Read Revelation: A Shardlake Novel Page 52


  I reached for my dagger; but Cantrell was quicker. In a single fluid movement he bent, picked up Barak's sword and thrust it at my throat. His clumsiness had been another act. I glanced frantically down at Barak; but he was unconscious, or worse.

  'The Jew cannot help you.' Cantrell's voice was low, thick with gloating pleasure, quite different from his previous dull tones. He threw his club down on a cushion, keeping Barak's sword in his other hand held at my throat, the sharp point pricking at my skin.

  'Now I have you,' he said. 'God has delivered you to me. I knew setting the summerhouse on fire would make everyone run about like ants!' He laughed, a childlike giggle that somehow chilled me to the bone.

  'Catherine Parr is well guarded,' I said, trying to keep my breathing steady.

  'I thought you would all think it had ended with Goddard, the pouring of the last vial.' He shook his head, his expression serious now. 'But of course the devil knows Catherine Parr is the Great Whore that was foretold. The devil told you the truth, didn't he? She will be well guarded now.' He frowned, looking for a moment like a thwarted child, then smiled again. 'But the Lord has delivered you to me. To remove an enemy and strengthen my hand.' He looked down at Barak's prone form a moment, stirred him with his toe and smiled at his own cleverness. Barak's face was white. I prayed he was still alive. I could hear voices outside, but dared not call, for Cantrell would slash my throat in a moment.

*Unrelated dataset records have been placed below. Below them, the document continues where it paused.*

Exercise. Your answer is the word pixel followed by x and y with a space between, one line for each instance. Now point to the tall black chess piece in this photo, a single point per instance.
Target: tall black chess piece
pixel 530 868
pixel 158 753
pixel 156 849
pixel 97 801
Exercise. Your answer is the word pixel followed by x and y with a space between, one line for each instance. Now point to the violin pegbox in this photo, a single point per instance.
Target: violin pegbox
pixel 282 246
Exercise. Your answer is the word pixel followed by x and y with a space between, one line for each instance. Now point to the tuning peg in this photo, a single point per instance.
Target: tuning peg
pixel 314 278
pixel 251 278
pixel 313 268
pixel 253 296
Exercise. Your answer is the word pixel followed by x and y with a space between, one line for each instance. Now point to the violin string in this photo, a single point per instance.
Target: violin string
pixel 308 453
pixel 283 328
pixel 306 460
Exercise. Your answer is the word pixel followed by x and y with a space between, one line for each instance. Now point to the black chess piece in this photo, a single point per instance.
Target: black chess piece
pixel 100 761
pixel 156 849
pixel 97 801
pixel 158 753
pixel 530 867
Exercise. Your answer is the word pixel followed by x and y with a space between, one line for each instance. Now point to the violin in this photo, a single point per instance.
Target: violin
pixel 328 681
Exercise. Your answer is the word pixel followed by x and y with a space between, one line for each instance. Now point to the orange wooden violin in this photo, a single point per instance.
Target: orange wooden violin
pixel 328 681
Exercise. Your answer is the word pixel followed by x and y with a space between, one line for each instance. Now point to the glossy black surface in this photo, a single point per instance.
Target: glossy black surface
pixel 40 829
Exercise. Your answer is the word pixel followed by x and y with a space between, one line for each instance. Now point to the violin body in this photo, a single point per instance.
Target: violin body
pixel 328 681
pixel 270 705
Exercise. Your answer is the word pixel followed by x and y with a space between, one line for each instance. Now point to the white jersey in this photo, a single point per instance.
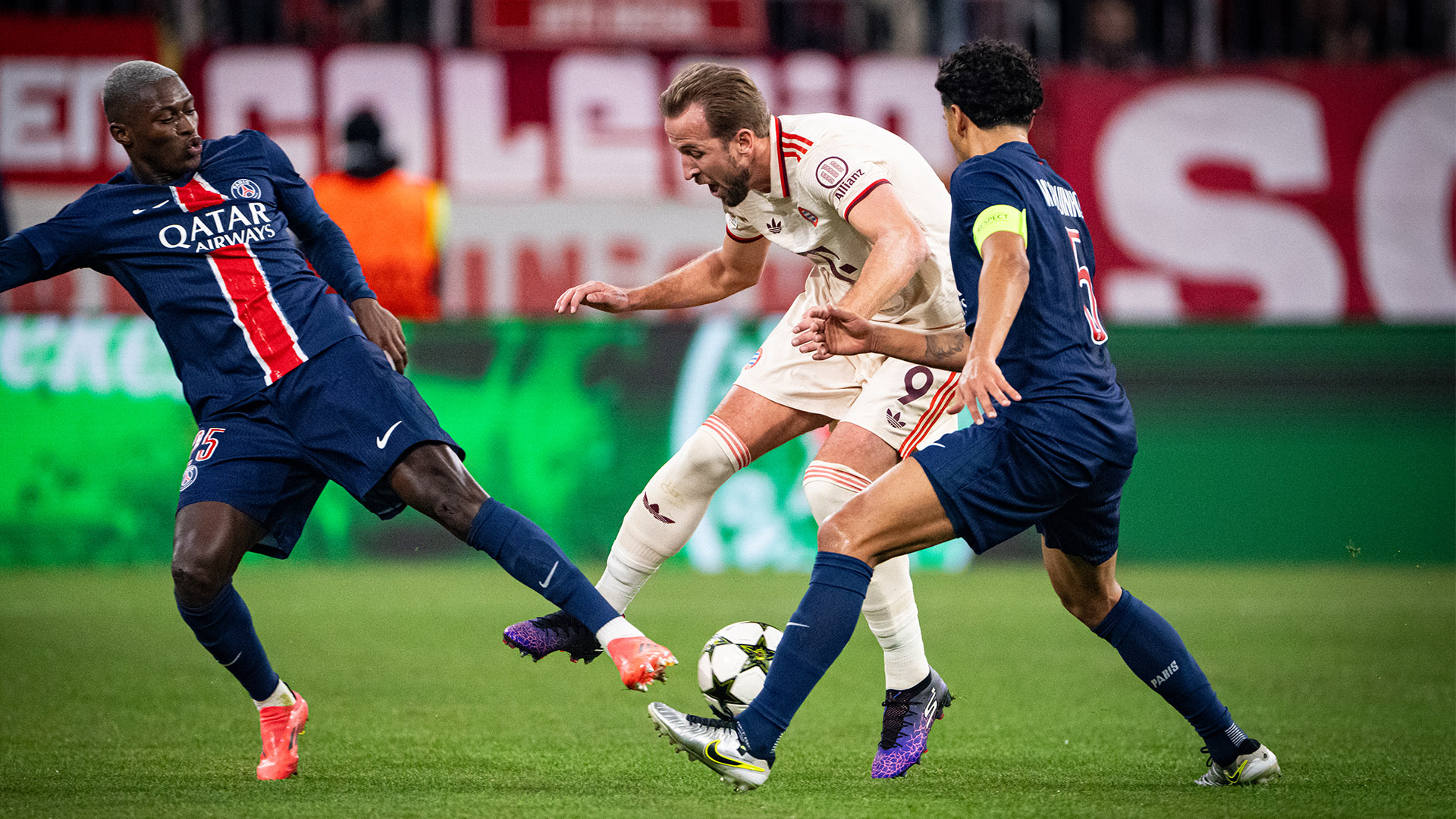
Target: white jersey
pixel 821 167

  'Kneel down,' he hissed releasing the pressure of the sword a little. I hesitated, then knelt on the wooden floor. The burned skin of my back stretched agonizingly with the movement. A splinter dug into my knee. Cantrell pulled something from his pocket. A small glass vial, half-killed with yellowish liquid. Still holding the sword to my throat, he unstoppered it and held it out. 'Drink this,' he said.

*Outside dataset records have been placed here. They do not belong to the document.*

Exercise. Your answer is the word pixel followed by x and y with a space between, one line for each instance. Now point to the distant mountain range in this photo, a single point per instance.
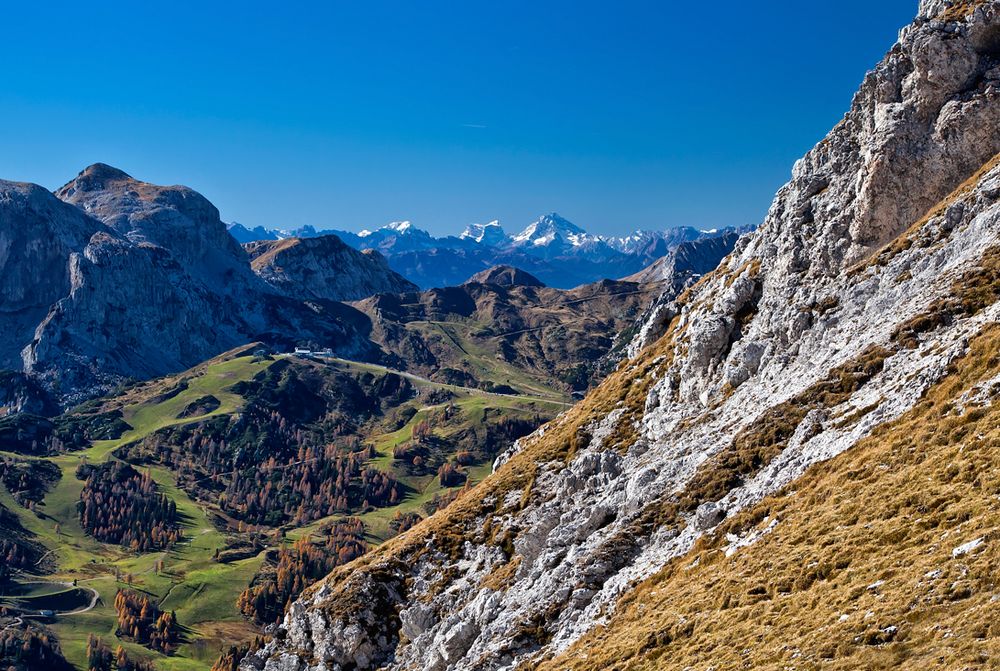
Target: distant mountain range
pixel 555 250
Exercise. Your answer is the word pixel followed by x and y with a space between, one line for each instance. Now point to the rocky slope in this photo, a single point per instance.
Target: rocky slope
pixel 506 276
pixel 504 329
pixel 118 279
pixel 742 492
pixel 324 267
pixel 559 252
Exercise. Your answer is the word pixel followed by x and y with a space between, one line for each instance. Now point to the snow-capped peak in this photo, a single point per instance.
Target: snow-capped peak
pixel 548 229
pixel 399 226
pixel 491 233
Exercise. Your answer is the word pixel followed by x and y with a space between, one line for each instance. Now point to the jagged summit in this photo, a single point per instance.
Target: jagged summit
pixel 548 229
pixel 102 171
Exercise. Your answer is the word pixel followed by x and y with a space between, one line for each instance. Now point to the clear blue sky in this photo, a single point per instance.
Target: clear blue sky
pixel 348 115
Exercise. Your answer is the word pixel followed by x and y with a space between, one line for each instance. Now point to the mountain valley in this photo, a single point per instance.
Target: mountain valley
pixel 769 447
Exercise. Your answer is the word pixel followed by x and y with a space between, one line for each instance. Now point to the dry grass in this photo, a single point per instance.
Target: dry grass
pixel 974 291
pixel 807 595
pixel 911 235
pixel 960 9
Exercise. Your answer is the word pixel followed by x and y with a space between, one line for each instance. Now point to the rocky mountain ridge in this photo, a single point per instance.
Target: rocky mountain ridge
pixel 554 249
pixel 113 279
pixel 324 267
pixel 867 299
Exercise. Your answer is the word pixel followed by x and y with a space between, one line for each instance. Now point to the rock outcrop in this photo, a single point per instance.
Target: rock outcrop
pixel 121 279
pixel 324 267
pixel 861 299
pixel 507 328
pixel 505 276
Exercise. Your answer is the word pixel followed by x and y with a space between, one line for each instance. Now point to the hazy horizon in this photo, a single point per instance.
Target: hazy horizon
pixel 641 116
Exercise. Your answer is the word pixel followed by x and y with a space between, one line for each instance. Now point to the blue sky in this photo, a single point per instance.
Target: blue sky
pixel 619 115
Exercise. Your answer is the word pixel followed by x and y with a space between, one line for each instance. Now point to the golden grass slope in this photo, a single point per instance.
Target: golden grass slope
pixel 865 566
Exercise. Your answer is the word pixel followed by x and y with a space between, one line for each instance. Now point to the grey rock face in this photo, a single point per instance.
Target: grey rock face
pixel 131 280
pixel 799 298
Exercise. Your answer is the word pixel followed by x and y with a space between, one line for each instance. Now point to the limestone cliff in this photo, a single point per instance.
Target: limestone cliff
pixel 865 303
pixel 122 280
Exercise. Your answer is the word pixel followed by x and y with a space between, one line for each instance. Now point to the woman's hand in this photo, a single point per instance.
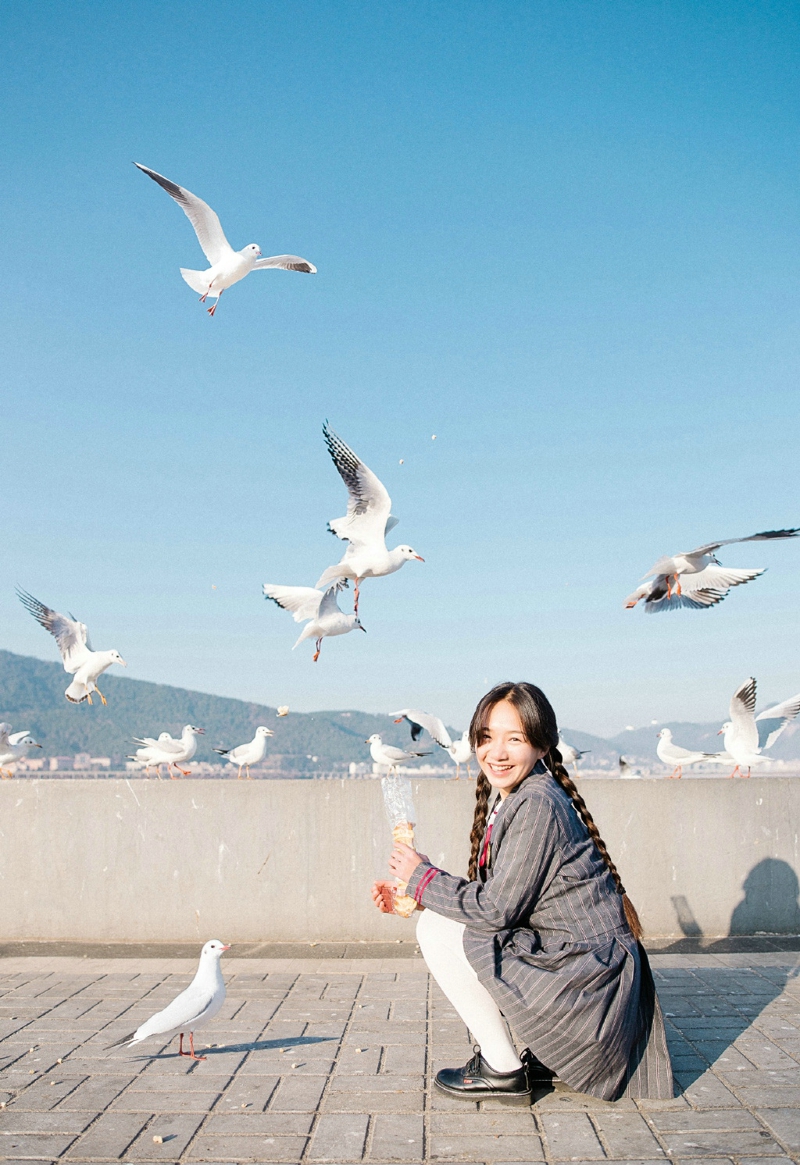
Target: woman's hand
pixel 403 861
pixel 383 896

  I looked at it fearfully, knowing what it was. Dwale. His prelude to torture and death. 'You will never get us out of this room,' I said. 'The whole house is in uproar.'

  'Drink it! Or I cut your throat and then the Jew's.' He pressed the sword to my neck, I felt a sharp pain, then blood trickling down my neck.

  'All right!' I took the vial. It smelt of honey, he had mixed the evil stuff with nectar. I looked at it. My hand trembled. I thought, if I refuse and he kills me now, at least my death will be quick. But Barak would certainly die too. By drinking it I could live a little longer, and the instinct to do so is always powerful. I lifted it to my mouth. My throat seemed to constrict, I feared I would not be able to swallow it down, but I gulped once and it was gone. I wondered how long the dwale would take to have effect. Perhaps someone would come before it did. But immediately I felt strange, as though my body was enormously heavy. I tried to take a breath, but could not. Then everything slipped away.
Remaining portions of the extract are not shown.